Déconfinement : « Au secours, mes salariés ne veulent pas revenir ! »
Tribune. Et s’ils ne revenaient pas ? C’est la question qui inquiète ou qui fâche, selon les cas, et se transforme peu à peu en prise de conscience de dirigeants d’entreprise de toutes tailles : « Au secours ! Ils ne veulent pas revenir… » Leurs salariés évoquent leur état de santé, leur situation familiale, notamment la garde d’enfants toujours non scolarisés, l’efficacité du télétravail, leur nouvelle qualité de vie, la complexité des obligations sanitaires d’un retour sur site…
Chacune de ces raisons semble légitime, et toutes conduisent avec un bon sens apparent à préconiser d’attendre la rentrée de septembre. D’autant qu’après des débuts parfois chaotiques, les activités tertiaires ont trouvé leur rythme et une certaine performance à distance. Gardons-nous cependant de ces énoncés de surface.
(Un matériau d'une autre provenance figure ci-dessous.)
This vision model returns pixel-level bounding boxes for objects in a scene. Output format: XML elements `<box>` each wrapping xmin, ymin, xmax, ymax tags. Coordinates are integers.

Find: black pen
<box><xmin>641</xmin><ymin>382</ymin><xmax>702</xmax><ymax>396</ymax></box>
En profondeur, de nombreux Cabrel écoutent une petite voix intérieure leur murmurer : « Moi, j’attends que le monde soit meilleur / Là, dans la cabane du pêcheur. » Semblables au gardien de phare ou au chercheur d’or d’antan, ils souffrent du « syndrome de la cabane » décrit dès le déconfinement espagnol fin avril : la peur, après des mois de solitude, de se confronter au monde extérieur, symbole de tous les dangers.
Une forme d’emprisonnement inhumain
Par le nombre de personnes côtoyées, par le temps de transport collectif, par la pression qu’il exerce, le monde du travail représente le paroxysme de cette « vie de dingue » d’avant qui effraie maintenant un grand nombre de salariés. Plus ou moins proches de l’épicentre du séisme, tous les salariés ont subi la violence du traumatisme. Si certains ont pu se confiner au vert, d’autres sont restés à l’étroit ; les uns ont sombré brutalement dans l’inactivité, les autres dans une trépidante gestion de crise et une surcharge de télétravail.
Réduisant brutalement l’espace vital, même doré, bouleversant les repères temporels et professionnels, le confinement a constitué une forme d’emprisonnement inhumain. Pire que la prison symbolique, le cachot ! Par son isolement, il a privé chacun de l’enrichissement d’autrui et du nécessaire sentiment d’utilité sociale. Même si les outils numériques ont permis de garder le contact, le volume de ceux-ci s’est cantonné aux premiers cercles.
Le paradoxe de sa vocation humanitaire – sauver des vies humaines, notamment les plus âgées, les plus faibles de nos sociétés – n’a pas atténué la violence du stress supporté par chacun. Quand bien même les signaux positifs d’une fin de pandémie se confirmeraient cet été, le monde de septembre ne sera pas forcément « meilleur » et vivra encore longtemps dans la peur d’un virus circulant et d’une deuxième vague hivernale.